A recent poll by the Razumkov Centre, an independent think tank in Kiev, found that 30 per cent of Orthodox believers in Ukraine declare allegiance to the OCU and 22 per cent say they preferred to stay in the Moscow patriarchate; the largest group, 44 per cent, highly likely non-practising, describe themselves as "just Orthodox".

To some extent, the division between Orthodox Ukrainians mirrors political divisions. But it doesn't work that way in every region. In western and central Ukraine, where the Moscow patriarchate is quite strong, people aren't pro-Russian, but many insist on the canonicity of the Moscow patriarchate and regard the OCU as schismatic. The new independent Church and the pro-Moscow Church are both preoccupied with cementing their structures and resolving internal problems. Having lost around 500 parishes and much of its faithful during the last two years, the Moscow patriarchate has concentrated on holding on to its property. The OCU is short of well-trained priests, because many of the parishes that joined it from the Moscow patriarchate did not bring their pastors with them. Among ordinary believers, the fevered polemics of two years ago have begun to cool. While tensions between Ukraine's two versions of Orthodoxy remain high, many in the OCU are optimistic that one day all Ukraine's Orthodox Christians will be reunited, and communion restored between Kiev and Moscow.
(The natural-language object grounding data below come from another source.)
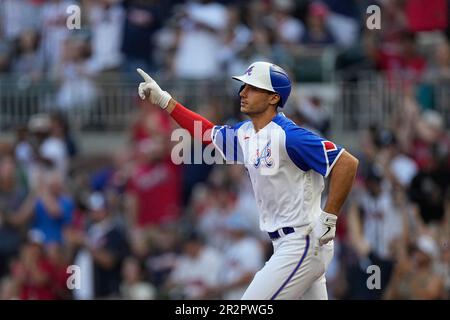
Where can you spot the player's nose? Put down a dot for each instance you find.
(243, 91)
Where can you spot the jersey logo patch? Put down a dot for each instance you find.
(329, 146)
(263, 157)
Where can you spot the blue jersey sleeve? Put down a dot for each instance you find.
(309, 151)
(225, 139)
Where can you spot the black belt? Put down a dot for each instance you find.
(276, 234)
Vira Markovich, 75, a daughter of Volodymyr Yarema, who was the first Ukrainian priest to break with the Moscow patriarchate in 1989 and later became the primate of one of the independent Churches, believes that if there was goodwill on the other side, the OCU would be open for dialogue without hesitation. Fediv is less sure, pointing out that the current fear of invasion by Russian troops makes rapprochement with Moscow hard to imagine any time soon. Russia's proxy warfare in eastern Ukraine and its annexation of the Crimea in 2014 converted former Ukrainian President Petro Poroshenko from being a parishioner of the Moscow patriarchate into an enthusiastic supporter of autocephaly for the Church in Ukraine. His populist successor, Volodymyr Zelenskyi, elected in May 2019, initially distanced himself from religious affairs, but his government has had a change of mind. To the horror of the Russian Orthodox Church, he has invited the Ecumenical Patriarch, Bartholomew, to Kiev to celebrate the thirtieth anniversary of Ukraine's independence this summer. But it seems that the government won't intensify its support for the OCU, to avoid adding to the tensions within society. The OCU has shown that it can exist without special treatment or direct support. It has overcome splits and internal conflict without significant losses, and has built a pretty effect ive system of governance. But a lot more work needs to be done: its theological educational system has suffered during its isolation from the rest of the Orthodox world, it lacks specialists in ecumenical dialogue and its structures are an unwieldy blend of inherited bureaucracies. Sixty-five-year-old Roman Maksymovych, a surgeon and a lay activist who was among those who sought autocephaly from the ecumenical patriarch in 1989, says that after the Unification Council and the signing of the tomos he begged friends not to surrender to euphoria. Now he's arguing that his contemporaries, who bear the baggage of the past, should make way for the younger generation.